Mientras Antoine se sentaba nuevamente, ella acomodó a Mireya en sus brazos. La pequeña empezó a inquietarse, girando su cabeza hacia el pecho de Quetzalli. Era una señal inconfundible. Quetzalli, ya acostumbrada, se ajustó el chal que llevaba puesto, cubriéndose con discreción antes de sacar su seno y permitir que Mireya se prendiera.

El momento fue tan natural como íntimo. Mireya succionaba con desesperación, como si temiera que el alimento fuera a desaparecer en cualquier momento. Quetzalli, con una mano, sostenía a la pequeña, mientras que con la otra acariciaba su cabecita con ternura.

—Siempre tiene tanta hambre —comentó, sonriendo al ver cómo Mireya cerraba los ojos mientras se alimentaba.

Antoine, que había estado observándolas, no pudo evitar sentirse conmovido por la escena.
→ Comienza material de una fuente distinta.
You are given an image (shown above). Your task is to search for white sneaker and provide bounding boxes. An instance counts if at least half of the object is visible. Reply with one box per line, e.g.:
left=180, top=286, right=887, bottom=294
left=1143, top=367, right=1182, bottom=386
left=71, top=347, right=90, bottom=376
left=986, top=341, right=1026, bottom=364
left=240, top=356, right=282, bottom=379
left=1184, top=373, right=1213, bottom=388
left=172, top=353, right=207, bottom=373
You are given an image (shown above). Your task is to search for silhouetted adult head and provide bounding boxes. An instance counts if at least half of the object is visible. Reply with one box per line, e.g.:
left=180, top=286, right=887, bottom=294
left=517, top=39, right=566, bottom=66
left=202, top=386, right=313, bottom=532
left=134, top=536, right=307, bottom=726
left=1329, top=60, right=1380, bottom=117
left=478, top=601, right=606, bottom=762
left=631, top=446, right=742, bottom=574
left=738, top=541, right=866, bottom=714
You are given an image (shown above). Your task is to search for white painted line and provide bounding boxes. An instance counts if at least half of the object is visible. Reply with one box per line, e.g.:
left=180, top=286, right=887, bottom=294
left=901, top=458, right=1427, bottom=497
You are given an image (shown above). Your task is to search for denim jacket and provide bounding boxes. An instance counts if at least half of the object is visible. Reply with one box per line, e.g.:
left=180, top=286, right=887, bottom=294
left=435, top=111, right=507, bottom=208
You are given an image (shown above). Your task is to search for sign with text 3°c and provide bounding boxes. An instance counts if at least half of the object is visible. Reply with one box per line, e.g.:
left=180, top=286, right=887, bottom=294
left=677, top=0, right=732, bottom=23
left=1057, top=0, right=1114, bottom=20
Había algo en la forma en que Quetzalli miraba a Mireya, en esa conexión silenciosa entre ambas, que parecía trascender cualquier vínculo biológico. Era como si, a pesar de todo, Mireya hubiera encontrado a su verdadera madre.

—Lo haces de maravilla —dijo Antoine, rompiendo el silencio con suavidad—. Mireya confía en ti de una manera que nunca había visto.
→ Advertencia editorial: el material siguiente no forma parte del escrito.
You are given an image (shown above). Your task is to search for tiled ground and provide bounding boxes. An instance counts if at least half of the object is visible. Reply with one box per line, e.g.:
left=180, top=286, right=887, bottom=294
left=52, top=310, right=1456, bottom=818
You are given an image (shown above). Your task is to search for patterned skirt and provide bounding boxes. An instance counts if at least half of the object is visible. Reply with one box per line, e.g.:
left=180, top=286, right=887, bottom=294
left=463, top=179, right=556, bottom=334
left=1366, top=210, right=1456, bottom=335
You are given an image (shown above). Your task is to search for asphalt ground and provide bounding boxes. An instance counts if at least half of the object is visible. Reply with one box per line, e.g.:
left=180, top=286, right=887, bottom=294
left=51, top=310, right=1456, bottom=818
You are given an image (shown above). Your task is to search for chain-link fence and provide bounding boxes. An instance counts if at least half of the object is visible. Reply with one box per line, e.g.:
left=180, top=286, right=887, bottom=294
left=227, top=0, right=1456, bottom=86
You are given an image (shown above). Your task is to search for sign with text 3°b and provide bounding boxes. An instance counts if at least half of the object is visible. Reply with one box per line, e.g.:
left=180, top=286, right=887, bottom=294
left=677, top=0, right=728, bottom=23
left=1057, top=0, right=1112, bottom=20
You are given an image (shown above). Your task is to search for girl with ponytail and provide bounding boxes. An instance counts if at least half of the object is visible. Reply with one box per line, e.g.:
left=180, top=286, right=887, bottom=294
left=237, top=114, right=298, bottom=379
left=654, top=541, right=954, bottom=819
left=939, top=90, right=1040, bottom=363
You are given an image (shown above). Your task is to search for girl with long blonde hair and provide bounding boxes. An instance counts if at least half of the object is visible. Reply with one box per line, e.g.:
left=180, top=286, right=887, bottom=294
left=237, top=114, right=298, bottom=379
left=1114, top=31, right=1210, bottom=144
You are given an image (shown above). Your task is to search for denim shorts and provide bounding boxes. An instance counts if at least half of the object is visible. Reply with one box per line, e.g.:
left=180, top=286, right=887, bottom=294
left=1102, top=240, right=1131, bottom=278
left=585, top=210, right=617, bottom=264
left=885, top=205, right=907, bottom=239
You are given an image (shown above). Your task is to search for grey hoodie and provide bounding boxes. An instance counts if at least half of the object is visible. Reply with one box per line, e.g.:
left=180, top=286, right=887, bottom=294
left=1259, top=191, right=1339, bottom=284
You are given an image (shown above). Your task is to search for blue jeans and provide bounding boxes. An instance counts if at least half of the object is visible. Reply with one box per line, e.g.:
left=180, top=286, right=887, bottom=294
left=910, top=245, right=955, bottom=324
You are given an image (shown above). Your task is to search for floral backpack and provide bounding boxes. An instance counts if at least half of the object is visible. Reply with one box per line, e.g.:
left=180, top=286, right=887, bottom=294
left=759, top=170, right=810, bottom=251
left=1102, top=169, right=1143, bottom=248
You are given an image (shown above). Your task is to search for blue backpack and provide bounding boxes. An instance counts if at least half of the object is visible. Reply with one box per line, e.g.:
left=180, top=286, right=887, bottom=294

Quetzalli levantó la vista hacia él, y por un momento, sus miradas se encontraron. Había gratitud en sus ojos, pero también algo más profundo, algo que ninguno de los dos se atrevía a nombrar.

—Gracias, Antoine. Creo que ella me enseña más de lo que yo podría darle —respondió en voz baja, volviendo su atención a la pequeña que seguía succionando con fervor.